Dr. John E. Voorhees, Belmont’s physician, reached the young man and was shocked by what he found: Frank Hayes was dead.

Mysterious Finale  

How did this happen? How could the young man start the four-minute race alive and then end it dead? When did he expire? And why? As the young Irishman’s loss cast a pall over the day’s racing, the reason behind his death seemed obvious: heart failure. Trainer Frayling knew that his employee’s physique had carried more weight than the 130-pound impost levied on Sweet Kiss. Familiar with the methods jockeys used to make weight and lacking the diagnostic tools that 21st century physicians have, all Voorhees could conclude was that Hayes’ body could not handle the added exertion of riding the demanding race after the extreme measures he had to use to take off the weight.

The funeral for young Frank Hayes was attended by his parents, three brothers, two sisters, and both James K. Frayling and his sister, Miss A. M. Frayling, in whose name Sweet Kiss raced.
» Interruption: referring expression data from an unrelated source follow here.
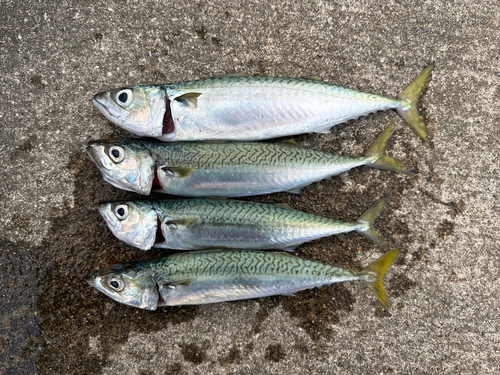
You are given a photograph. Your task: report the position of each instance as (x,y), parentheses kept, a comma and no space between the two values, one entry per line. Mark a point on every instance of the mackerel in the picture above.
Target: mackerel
(250,108)
(197,278)
(227,169)
(194,224)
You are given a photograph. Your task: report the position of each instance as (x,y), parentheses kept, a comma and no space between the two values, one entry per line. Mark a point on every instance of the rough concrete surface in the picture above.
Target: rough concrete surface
(55,55)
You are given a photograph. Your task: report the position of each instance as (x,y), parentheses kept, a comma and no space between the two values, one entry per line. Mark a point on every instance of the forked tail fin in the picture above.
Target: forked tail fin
(409,111)
(377,149)
(369,217)
(378,268)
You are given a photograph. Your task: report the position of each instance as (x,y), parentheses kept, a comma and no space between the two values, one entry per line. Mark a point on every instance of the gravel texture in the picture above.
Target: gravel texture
(55,55)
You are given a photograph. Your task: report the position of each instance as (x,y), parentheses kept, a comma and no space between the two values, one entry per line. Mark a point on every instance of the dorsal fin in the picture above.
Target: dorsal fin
(290,142)
(314,78)
(285,206)
(232,75)
(179,172)
(190,99)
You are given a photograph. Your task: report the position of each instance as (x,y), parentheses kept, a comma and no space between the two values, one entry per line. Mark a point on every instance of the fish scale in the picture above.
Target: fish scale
(215,276)
(227,169)
(195,224)
(250,108)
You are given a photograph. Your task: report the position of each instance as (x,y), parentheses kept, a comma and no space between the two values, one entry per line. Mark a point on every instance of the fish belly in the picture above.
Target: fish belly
(262,113)
(229,276)
(239,182)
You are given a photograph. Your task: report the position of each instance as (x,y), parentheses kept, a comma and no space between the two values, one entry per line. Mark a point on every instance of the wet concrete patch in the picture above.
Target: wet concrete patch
(78,242)
(275,353)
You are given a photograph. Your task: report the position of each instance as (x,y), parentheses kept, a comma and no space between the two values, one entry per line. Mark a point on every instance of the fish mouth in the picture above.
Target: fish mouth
(160,238)
(93,155)
(168,121)
(103,108)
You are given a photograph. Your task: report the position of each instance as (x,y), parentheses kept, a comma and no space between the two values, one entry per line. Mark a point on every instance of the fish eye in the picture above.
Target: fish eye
(116,284)
(116,154)
(124,97)
(121,211)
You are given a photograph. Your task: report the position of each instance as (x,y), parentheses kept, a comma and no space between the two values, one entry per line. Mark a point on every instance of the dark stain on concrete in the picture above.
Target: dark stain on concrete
(216,41)
(173,369)
(301,346)
(78,242)
(202,33)
(446,228)
(275,353)
(318,309)
(399,284)
(25,147)
(233,356)
(38,82)
(194,353)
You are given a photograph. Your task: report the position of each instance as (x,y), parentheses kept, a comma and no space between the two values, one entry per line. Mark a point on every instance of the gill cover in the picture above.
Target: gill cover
(135,223)
(130,288)
(124,164)
(139,110)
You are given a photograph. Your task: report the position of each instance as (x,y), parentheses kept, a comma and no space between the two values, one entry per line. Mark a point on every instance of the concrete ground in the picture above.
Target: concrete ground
(55,55)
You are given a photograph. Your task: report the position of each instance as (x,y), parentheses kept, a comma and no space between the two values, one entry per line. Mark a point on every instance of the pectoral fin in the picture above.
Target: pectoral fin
(178,172)
(285,206)
(180,223)
(190,99)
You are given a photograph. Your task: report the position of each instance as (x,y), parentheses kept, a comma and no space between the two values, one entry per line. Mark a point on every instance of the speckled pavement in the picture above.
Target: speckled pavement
(55,55)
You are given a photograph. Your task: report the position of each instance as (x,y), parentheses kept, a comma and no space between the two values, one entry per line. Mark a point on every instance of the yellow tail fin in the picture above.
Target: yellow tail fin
(379,267)
(411,95)
(378,148)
The unfortunate rider was buried in his winning silks and riding boots, an ode to the passion that the young Irishman felt for his chosen profession. Onlookers lined the streets as the funeral cortege made its way from St. Paul’s to Holy Cross Cemetery in Brooklyn. A lone photograph documented Hayes’ triumph in the saddle, an eerie record of one man’s final moments.

In the century since, Hayes’ story passed into legend, leaving those who hear of his sad story wondering if this tale of a man’s sudden death in his first ride is true. Though he was variously reported as being 22 and 25, the tale of the jockey who died in the saddle actually did happen, so much so that the band Driftmouth wrote a song about him:

Twenty-to-one, that’s long odds to run.

For a lifelong horse trainer

And an old stableman

On a mare they called Sweet Kiss

That never has won.

It’s the old steeplechase, come on son.